1) Prove that $(1+x)^{n} \geq 1 + nx$ for every $n \in \mathbb{N}$ and $x \in (-1, \infty)$
Base case: Usually for the base case I just take $n = 1$ but since there's another variable $x$, I wasn't sure which value to use for $x$, so I just set $x = -1$. Not sure if this is correct...
$(1 - 1)^{1} \geq 1 - 1$ which stands, so I proceed with the proof.

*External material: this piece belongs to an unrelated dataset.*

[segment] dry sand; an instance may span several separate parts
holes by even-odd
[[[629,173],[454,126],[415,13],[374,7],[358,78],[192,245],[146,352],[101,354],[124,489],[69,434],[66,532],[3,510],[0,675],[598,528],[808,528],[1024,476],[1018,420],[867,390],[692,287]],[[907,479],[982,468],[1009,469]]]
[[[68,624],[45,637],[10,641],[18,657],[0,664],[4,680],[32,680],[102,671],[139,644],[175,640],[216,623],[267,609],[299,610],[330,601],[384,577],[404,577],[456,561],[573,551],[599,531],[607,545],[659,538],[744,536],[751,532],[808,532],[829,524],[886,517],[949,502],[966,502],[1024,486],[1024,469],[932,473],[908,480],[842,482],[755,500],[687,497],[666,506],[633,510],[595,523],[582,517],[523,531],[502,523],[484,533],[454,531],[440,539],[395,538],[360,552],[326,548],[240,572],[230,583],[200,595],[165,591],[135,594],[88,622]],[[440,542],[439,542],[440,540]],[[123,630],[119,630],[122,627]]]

$n \rightarrow n + 1$: Assume $(1+x)^{n} \geq 1 + nx$ for every $n \in \mathbb{N}$ and $x \in (-1, \infty)$. I want to show that $(1 + x)^{n + 1} \geq 1 + (n + 1) x$ for every $n \in \mathbb{N}$ and $x \in (-1, \infty)$
$(1 + x)^{n} \cdot (1 + x) \geq (1 + nx) (1 + x)$ by the induction hypothesis
$\Rightarrow (1 + x)^{n + 1} \geq 1 + x + nx + nx^{2} \geq 1 + nx + x$
$ \square$
2) Prove that $\sum_{i = 1}^{n} i(i + 1) = n(n + 1)\frac{(n + 2)}{3}$ for all $n \in \mathbb{N}$
Base case: I get thrown off by $i$ (just like how I got throw off by $x$ in the previous problem), but I just set $i = 1$ and the base case stands:
$1( 1 + 1) = 1 \cdot 2 \cdot 1 \Rightarrow 2 = 2$
So I proceed with the proof.
$n \rightarrow n + 1$: Assume that $\sum_{i = 1}^{n} i(i + 1) = n(n + 1)\frac{(n + 2)}{3}$ for all $n \in \mathbb{N}$, want to show that...
$i(i + 1) = (n + 1)(n + 2) \frac{(n + 3)}{3}$ for all $n \in \mathbb{N}$
Is this correct? If so, wouldn't that imply $(n + 1)(n + 2) \frac{(n + 3)}{3} = n(n + 1)\frac{(n + 2)}{3}$? And that doesn't really make sense to me.